Larson, 27, considered one of the up-and-coming stars of NASCAR’s premier series, experienced a rocket-like fall from grace for his use of a racial slur during the live-stream of a virtual race on Sunday evening.
The Ganassi organization released the following statement Tuesday:
“After much consideration, Chip Ganassi Racing has determined that it will end its relationship with driver Kyle Larson.
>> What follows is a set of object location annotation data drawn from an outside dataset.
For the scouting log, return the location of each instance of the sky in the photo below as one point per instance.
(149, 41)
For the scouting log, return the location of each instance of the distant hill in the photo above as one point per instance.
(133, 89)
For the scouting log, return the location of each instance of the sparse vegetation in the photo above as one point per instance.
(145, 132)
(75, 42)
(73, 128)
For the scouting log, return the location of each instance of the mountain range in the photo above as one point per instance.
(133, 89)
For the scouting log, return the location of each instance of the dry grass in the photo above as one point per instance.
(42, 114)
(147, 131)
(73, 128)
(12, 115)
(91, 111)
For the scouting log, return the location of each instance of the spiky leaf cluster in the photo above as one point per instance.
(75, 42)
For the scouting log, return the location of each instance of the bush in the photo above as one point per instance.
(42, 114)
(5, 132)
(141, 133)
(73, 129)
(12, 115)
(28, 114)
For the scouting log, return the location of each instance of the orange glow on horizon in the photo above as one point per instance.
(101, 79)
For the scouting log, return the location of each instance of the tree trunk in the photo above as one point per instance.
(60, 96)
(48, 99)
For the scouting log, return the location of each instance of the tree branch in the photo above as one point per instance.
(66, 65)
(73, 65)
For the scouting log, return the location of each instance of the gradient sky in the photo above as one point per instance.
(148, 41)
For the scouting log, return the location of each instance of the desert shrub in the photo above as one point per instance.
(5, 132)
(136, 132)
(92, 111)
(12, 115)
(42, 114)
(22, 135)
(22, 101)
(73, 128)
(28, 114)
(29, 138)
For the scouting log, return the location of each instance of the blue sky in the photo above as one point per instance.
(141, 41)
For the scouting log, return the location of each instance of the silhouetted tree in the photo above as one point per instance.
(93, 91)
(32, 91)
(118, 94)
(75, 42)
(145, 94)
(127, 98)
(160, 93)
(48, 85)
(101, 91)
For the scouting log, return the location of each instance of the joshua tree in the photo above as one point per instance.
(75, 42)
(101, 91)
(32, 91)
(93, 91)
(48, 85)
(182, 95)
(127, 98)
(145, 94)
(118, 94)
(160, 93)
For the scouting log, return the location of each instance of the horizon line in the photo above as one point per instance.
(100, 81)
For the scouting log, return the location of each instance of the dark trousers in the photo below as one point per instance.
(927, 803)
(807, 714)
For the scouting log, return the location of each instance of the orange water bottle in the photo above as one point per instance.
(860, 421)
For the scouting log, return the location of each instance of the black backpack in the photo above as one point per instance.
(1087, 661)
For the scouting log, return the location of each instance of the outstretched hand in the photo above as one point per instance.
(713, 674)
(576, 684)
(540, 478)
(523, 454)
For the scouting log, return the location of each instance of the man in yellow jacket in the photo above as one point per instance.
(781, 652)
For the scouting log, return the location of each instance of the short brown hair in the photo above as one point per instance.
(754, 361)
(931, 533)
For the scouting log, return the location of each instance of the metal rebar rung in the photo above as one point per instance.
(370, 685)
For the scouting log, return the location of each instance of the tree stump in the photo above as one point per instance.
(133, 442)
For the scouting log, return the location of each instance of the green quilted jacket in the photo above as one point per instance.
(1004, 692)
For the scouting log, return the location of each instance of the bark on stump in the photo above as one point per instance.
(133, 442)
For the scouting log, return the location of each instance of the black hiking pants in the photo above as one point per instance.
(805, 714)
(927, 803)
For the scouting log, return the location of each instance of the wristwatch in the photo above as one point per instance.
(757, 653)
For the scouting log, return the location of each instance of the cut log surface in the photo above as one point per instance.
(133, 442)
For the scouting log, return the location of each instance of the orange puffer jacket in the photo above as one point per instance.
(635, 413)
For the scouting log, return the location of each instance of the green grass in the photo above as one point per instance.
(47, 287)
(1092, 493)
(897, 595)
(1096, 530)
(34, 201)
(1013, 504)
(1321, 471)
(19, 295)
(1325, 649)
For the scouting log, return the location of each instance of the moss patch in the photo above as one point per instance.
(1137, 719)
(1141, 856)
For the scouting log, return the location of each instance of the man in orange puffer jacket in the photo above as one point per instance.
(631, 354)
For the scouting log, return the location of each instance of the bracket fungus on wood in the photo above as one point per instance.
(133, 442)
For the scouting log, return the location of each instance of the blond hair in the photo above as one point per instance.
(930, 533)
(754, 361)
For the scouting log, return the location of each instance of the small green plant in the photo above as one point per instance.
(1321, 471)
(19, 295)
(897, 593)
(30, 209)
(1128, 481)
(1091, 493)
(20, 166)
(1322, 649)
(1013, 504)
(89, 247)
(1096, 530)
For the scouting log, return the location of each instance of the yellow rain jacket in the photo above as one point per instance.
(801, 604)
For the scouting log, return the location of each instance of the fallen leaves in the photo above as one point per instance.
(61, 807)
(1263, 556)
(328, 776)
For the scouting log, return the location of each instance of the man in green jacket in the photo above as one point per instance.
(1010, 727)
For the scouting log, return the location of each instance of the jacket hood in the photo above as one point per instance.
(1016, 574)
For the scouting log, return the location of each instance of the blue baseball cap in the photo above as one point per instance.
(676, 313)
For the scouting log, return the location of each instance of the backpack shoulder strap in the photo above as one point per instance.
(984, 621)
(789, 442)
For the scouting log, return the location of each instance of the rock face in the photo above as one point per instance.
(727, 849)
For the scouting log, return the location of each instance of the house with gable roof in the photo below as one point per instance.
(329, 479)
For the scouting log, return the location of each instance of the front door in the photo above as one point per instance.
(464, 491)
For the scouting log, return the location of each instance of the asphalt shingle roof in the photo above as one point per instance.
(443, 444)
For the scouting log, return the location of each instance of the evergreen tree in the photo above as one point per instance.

As we said before, the comments that Kyle made were both offensive and unacceptable especially given the values of our organization.
“As we continued to evaluate the situation with all the relevant parties, it became obvious that this was the only appropriate course of action to take.”
No immediate replacement for Larson’s No. 42 Chevrolet ride was named.
Team Chevy released an additional statement. “As previously stated, Chevrolet does not tolerate the inappropriate behavior exhibited by Kyle Larson. As a result, Chevrolet is immediately terminating its relationship with Mr. Larson.”
On Monday, reaction came swift from all aspects of Larson’s NASCAR career.
First, he was suspended without pay by the Ganassi organization. Shortly afterward, he was suspended indefinitely by NASCAR and ordered to attend sensitivity training. He was also suspended by iRacing.
By Monday night, all three of Larson’s primary sponsors on his No. 42 Chevrolet – First Data, McDonald’s and Credit One – had announced they supported Ganassi and NASCAR’s decisions and would no longer sponsor Larson himself going forward.
That basically left Ganassi with sponsors for a Cup ride but one Larson couldn’t fill, which steamrolled into Tuesday’s decision.
The incident began when Larson was competing in an iRacing event Sunday night, called “Monza Madness,” featuring more than 60 entries and put together by fellow drivers Landon Cassill and Garrett Smithley, when he appeared to lose communication on his headset with his spotter during the pre-race practice session.
Larson was broadcasting his participation on his Twitch live stream and during a check of his microphone, he said, “You can't hear me?” That was followed by, “Hey …” and the N-word.
Those also on his channel chimed in, with “Wow” and “Kyle, you’re talking to everyone, bud,” “Yep, we heard that” and “Yikes.”
Larson issued a video apology on his social media channels on Monday afternoon following his suspensions from Ganassi and NASCAR.
Larson, a prolific dirt racer who won the Chili Bowl Nationals for the first time earlier this year, began NASCAR competition in 2012 as part of the sport’s Driver for Diversity program (his mother is Japanese American).
In what was then called the K&N Pro Series East, Larson won two races and the championship in his rookie season. He also made four starts in NASCAR’s Truck Series.
Signed by Ganassi, Larson moved into a fulltime Xfinity Series ride in 2013, made four starts in the Cup series and two more in Trucks.
By 2014, Ganassi had moved the native of Elk Grove, Calif., into the Cup Series fulltime. He won three NASCAR races that year – two in Xfinity and one and in Trucks. His first Cup win came in 2016 at Michigan.
This season was Larson’s last under his current contract with Ganassi. His name had been mentioned for several prominent rides, including Hendrick Motorsports and Stewart-Haas Racing.